脚本:冨岡淳宏 演出:セトウケンジ 総作画監督:仲條久美 作画監督:荏原裕子、Lee Yeong-gyu、Noh Gil-bo、原憲一

●全体を見て:録画のタイトルには「丈のポテト愛!」と追加されている。
前回に続いて、闇の力でも弱肉強食の敵でもないデジモンとの戦いがメイン。戦いばかりが続いていたのが嘘のよう、テイルモンの休息の勧めが何だか今更。でもこういう回はいい。ファストフードが話題というだけで楽しくなる。

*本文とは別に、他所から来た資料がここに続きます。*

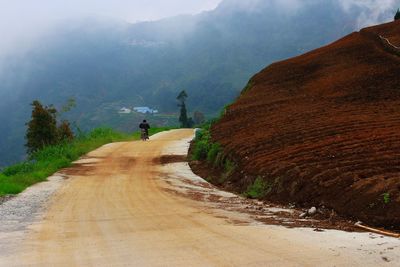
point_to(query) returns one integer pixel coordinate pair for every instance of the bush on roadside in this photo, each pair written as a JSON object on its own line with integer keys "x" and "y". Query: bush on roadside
{"x": 48, "y": 160}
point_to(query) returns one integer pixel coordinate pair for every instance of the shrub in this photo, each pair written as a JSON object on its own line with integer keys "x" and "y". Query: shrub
{"x": 258, "y": 189}
{"x": 212, "y": 153}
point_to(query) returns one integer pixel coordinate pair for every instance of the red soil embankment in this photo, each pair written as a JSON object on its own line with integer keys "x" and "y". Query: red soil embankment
{"x": 324, "y": 128}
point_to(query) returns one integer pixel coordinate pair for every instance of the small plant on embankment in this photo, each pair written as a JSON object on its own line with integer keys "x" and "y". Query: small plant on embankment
{"x": 386, "y": 198}
{"x": 212, "y": 153}
{"x": 258, "y": 189}
{"x": 50, "y": 159}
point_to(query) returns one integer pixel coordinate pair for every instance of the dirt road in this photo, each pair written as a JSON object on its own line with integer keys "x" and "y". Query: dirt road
{"x": 118, "y": 208}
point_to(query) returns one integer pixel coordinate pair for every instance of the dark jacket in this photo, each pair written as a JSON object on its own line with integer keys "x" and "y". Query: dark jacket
{"x": 144, "y": 125}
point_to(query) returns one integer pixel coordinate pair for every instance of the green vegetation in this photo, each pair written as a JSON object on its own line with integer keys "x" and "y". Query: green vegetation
{"x": 205, "y": 150}
{"x": 258, "y": 189}
{"x": 183, "y": 118}
{"x": 50, "y": 159}
{"x": 42, "y": 128}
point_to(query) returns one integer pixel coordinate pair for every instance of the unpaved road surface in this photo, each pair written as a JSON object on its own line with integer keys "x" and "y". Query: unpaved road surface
{"x": 120, "y": 207}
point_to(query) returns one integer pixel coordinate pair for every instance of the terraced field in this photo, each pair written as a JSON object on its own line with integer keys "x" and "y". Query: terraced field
{"x": 324, "y": 128}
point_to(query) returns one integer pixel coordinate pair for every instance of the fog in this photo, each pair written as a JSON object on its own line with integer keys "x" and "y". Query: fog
{"x": 23, "y": 20}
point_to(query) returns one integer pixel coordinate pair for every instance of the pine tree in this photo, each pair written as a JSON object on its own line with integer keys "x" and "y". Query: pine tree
{"x": 42, "y": 129}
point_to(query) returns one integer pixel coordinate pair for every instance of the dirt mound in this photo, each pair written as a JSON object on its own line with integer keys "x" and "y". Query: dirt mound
{"x": 324, "y": 128}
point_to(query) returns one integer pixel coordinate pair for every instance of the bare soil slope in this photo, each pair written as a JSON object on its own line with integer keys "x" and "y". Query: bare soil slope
{"x": 324, "y": 128}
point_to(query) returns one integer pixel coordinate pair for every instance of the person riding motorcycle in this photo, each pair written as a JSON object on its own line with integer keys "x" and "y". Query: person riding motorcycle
{"x": 144, "y": 126}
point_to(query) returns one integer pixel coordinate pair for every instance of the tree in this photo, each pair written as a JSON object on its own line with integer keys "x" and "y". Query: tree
{"x": 198, "y": 118}
{"x": 42, "y": 129}
{"x": 64, "y": 132}
{"x": 183, "y": 119}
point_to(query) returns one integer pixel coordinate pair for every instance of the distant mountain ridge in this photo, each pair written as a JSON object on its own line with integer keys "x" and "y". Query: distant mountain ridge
{"x": 105, "y": 65}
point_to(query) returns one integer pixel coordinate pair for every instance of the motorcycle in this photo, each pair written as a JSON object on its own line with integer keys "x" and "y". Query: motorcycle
{"x": 144, "y": 135}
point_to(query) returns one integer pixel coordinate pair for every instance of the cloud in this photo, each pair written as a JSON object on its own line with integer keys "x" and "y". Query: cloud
{"x": 372, "y": 11}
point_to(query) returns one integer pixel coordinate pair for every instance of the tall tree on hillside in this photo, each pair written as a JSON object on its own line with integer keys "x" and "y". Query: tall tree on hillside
{"x": 198, "y": 117}
{"x": 42, "y": 129}
{"x": 183, "y": 119}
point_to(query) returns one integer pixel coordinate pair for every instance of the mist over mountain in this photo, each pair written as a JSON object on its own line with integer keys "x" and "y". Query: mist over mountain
{"x": 108, "y": 64}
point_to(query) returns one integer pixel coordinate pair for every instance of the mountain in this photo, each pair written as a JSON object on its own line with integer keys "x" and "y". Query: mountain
{"x": 323, "y": 129}
{"x": 106, "y": 65}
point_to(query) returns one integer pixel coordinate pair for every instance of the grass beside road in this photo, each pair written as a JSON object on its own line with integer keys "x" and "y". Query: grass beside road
{"x": 16, "y": 178}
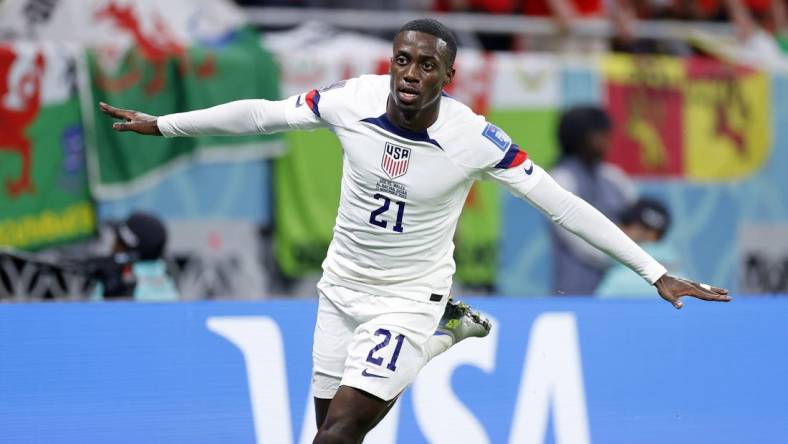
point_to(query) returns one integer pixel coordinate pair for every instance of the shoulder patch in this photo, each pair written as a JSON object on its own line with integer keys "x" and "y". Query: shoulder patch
{"x": 497, "y": 136}
{"x": 335, "y": 85}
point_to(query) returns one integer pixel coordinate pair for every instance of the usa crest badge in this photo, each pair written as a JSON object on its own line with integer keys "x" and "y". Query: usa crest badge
{"x": 395, "y": 160}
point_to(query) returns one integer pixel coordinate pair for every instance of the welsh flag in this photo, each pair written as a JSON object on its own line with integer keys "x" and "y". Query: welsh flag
{"x": 169, "y": 57}
{"x": 44, "y": 197}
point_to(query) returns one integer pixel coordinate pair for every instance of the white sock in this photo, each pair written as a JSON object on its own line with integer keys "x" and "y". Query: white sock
{"x": 437, "y": 345}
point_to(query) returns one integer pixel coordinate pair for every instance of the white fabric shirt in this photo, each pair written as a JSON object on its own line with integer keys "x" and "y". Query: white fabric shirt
{"x": 402, "y": 192}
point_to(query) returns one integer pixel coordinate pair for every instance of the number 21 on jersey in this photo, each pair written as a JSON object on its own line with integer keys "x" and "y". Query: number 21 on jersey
{"x": 373, "y": 216}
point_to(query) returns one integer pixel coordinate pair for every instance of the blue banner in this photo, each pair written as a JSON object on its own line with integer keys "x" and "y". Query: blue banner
{"x": 561, "y": 370}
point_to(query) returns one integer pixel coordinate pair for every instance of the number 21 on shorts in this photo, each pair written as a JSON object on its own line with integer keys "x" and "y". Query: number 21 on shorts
{"x": 378, "y": 360}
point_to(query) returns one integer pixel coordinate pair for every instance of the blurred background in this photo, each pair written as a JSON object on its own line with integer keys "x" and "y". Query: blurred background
{"x": 670, "y": 116}
{"x": 674, "y": 101}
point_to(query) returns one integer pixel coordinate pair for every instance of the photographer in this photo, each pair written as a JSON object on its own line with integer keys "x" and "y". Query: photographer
{"x": 135, "y": 269}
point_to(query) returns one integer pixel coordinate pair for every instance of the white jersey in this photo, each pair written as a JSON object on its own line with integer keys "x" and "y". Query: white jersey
{"x": 402, "y": 192}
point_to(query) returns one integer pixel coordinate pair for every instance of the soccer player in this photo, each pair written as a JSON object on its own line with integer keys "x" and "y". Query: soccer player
{"x": 411, "y": 153}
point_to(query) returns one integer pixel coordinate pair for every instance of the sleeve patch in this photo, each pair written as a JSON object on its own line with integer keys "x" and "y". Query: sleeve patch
{"x": 497, "y": 136}
{"x": 312, "y": 99}
{"x": 513, "y": 158}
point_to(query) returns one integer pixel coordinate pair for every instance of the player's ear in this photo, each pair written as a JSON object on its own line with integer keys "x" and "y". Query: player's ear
{"x": 449, "y": 77}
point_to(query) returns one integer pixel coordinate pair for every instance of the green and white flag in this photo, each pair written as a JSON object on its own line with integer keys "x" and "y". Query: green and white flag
{"x": 168, "y": 64}
{"x": 44, "y": 197}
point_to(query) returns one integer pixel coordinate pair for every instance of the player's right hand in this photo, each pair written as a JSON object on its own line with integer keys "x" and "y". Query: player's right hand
{"x": 135, "y": 121}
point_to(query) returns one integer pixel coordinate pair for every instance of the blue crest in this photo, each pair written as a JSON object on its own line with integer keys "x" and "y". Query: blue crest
{"x": 497, "y": 136}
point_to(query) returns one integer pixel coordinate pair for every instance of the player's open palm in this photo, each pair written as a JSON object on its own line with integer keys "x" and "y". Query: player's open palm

ただ、次回も太空がメイン?この時期になってやっとキャラの掘り下げ回が続くのも全体としてバランスが悪いように感じる。やっと8人揃ったのにファーガへの切迫感がなく、キャラの掘り下げはもっと前にやってほしかった。
丈先輩が主役なのに、正直そんなにうれしくなかった。なぜなら、無印第7話「咆哮!イッカクモン」の時の骨太さや02で伊織を支えた第16話「サブマリモン海底からの脱出」の時のようなやさしさ誠実さ…要するにイケてるカッコよさがなく、「地獄」だ「愛と悲しみ」だ、「ポテト愛」「ポテ友」という訳のわからない要素で固めたのには引くし、「滑った」ネタも健在、結局ギャグ回なんじゃという不満が丈ファンにはあるのだと言ったら厳しいだろうか。もちろん、皆に協力を仰いだり素直に礼を言うところはポイント高く、丈先輩の責任感、やさしさ、誠実さ、求心力が表われていたのは認めるが。丈先輩は本当に芯がカッコイイんだよ!と言いたい。

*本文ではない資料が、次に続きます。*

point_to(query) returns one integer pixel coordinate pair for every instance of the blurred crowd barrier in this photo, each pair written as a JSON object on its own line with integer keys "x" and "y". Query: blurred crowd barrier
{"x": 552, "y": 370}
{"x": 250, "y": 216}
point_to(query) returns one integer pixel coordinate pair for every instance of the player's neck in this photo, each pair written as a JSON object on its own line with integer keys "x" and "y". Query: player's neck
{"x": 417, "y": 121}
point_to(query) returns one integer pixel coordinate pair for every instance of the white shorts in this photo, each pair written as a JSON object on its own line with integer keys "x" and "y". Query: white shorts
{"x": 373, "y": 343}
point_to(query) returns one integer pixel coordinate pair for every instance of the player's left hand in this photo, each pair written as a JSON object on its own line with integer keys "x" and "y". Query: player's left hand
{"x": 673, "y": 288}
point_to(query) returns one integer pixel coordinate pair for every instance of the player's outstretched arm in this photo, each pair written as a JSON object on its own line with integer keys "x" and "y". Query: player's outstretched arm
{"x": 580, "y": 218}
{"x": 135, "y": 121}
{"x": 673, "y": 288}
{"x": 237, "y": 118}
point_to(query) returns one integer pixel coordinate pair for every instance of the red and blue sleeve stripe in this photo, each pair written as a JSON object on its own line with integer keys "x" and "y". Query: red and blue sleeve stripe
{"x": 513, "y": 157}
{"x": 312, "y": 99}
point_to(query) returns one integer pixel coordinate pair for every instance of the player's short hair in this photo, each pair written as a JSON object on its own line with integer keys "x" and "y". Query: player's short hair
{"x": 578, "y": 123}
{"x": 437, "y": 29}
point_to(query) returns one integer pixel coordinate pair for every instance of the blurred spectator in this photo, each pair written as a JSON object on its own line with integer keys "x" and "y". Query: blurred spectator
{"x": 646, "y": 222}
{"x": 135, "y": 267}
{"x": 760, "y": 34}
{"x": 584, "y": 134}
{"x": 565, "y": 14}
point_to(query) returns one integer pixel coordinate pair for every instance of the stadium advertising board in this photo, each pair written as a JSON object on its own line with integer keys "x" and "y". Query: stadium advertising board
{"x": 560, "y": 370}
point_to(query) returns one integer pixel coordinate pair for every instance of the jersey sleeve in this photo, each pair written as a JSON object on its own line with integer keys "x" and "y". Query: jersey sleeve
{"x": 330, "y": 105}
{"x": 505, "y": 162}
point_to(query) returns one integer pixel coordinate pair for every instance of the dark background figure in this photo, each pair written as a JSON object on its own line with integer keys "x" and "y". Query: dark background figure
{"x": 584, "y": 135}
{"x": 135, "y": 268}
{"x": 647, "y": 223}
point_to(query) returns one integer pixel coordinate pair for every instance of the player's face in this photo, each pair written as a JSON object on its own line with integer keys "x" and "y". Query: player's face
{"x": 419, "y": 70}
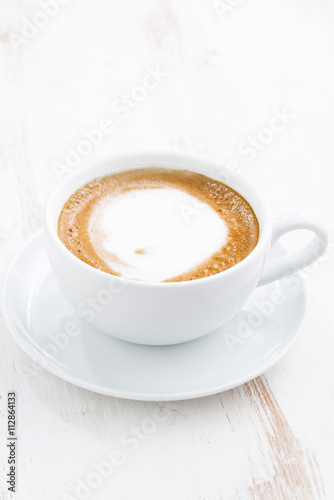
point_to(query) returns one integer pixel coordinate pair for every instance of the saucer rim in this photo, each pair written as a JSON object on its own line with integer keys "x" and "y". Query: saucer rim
{"x": 24, "y": 341}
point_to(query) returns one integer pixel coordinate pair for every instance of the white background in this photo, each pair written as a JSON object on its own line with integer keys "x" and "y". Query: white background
{"x": 228, "y": 72}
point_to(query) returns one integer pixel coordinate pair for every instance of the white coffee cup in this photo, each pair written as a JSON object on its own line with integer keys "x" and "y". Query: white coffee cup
{"x": 170, "y": 313}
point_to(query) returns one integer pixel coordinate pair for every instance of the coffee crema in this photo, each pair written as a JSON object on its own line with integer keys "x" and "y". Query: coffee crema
{"x": 159, "y": 225}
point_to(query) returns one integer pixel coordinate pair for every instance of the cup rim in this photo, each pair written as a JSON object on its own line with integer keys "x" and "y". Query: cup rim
{"x": 152, "y": 156}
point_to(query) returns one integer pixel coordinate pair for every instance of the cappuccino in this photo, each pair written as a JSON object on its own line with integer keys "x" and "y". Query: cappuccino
{"x": 158, "y": 225}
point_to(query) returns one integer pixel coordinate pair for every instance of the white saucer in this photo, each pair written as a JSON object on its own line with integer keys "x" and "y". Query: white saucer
{"x": 34, "y": 306}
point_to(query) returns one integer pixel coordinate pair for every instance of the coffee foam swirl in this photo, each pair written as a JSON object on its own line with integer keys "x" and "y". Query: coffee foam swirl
{"x": 158, "y": 225}
{"x": 155, "y": 234}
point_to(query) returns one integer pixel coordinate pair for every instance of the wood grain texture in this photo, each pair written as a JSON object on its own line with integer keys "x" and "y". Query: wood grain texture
{"x": 273, "y": 438}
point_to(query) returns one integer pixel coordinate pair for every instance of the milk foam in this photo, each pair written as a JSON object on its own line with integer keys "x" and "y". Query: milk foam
{"x": 155, "y": 234}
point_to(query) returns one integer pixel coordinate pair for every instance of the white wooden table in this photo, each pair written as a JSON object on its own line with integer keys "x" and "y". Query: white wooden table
{"x": 222, "y": 72}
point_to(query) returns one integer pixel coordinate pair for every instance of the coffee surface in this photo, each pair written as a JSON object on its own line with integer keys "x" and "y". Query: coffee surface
{"x": 159, "y": 225}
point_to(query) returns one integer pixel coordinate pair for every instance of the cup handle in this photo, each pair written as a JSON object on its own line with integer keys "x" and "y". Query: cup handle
{"x": 283, "y": 266}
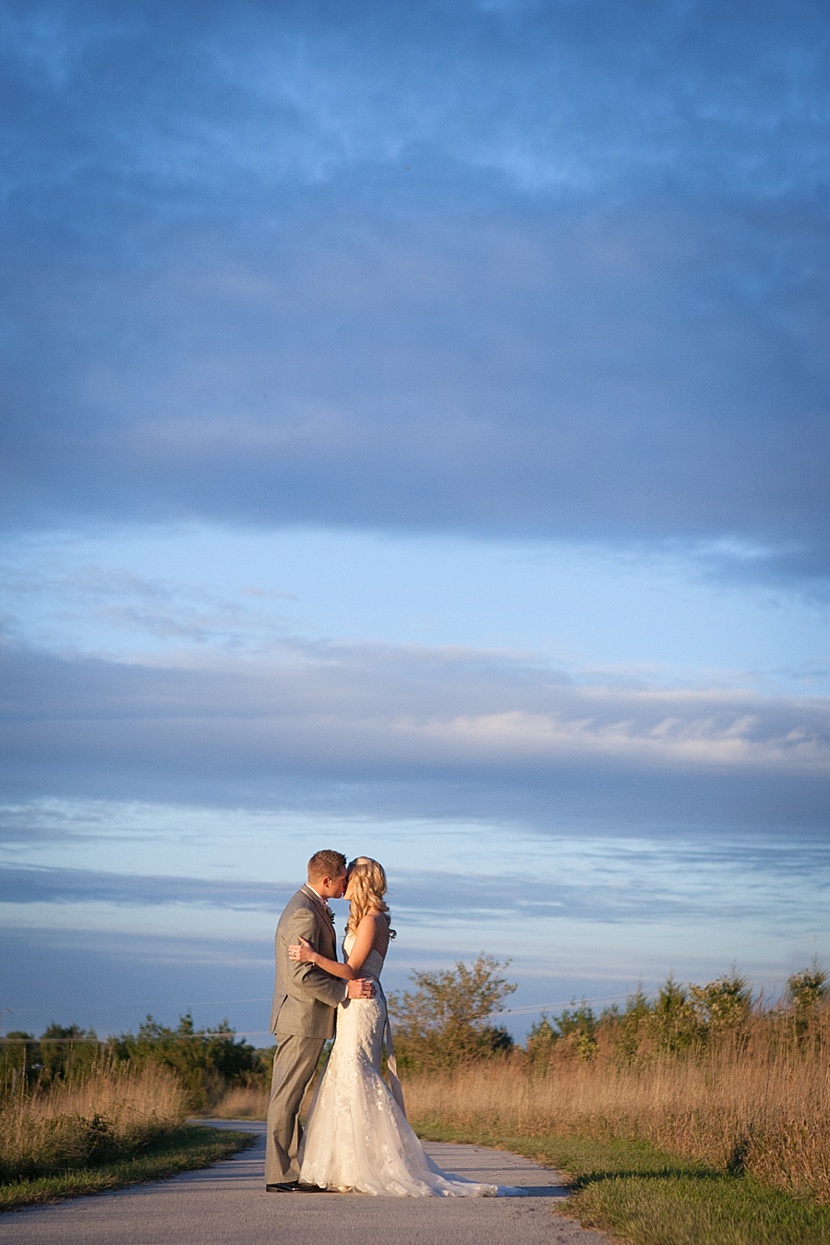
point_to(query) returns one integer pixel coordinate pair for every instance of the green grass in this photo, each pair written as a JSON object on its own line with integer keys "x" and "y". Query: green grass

なぜポテモン以外のデジモンがフライドポテトを残すのか、ストーリー上大切だと思うのだが理由が見当たらないのが残念。ゴマモンのように食べづらかったから?事後ポテトメニューを増やしたら好評だったから、単なる食わず嫌いなのか、それにしても食わず嫌いな理由がわからない。バーガー単品が好かれてフライドポテトが不評なのがわかっているのにポテトも調理してしまうってなぜ?注文に応じて作れば残らないのに。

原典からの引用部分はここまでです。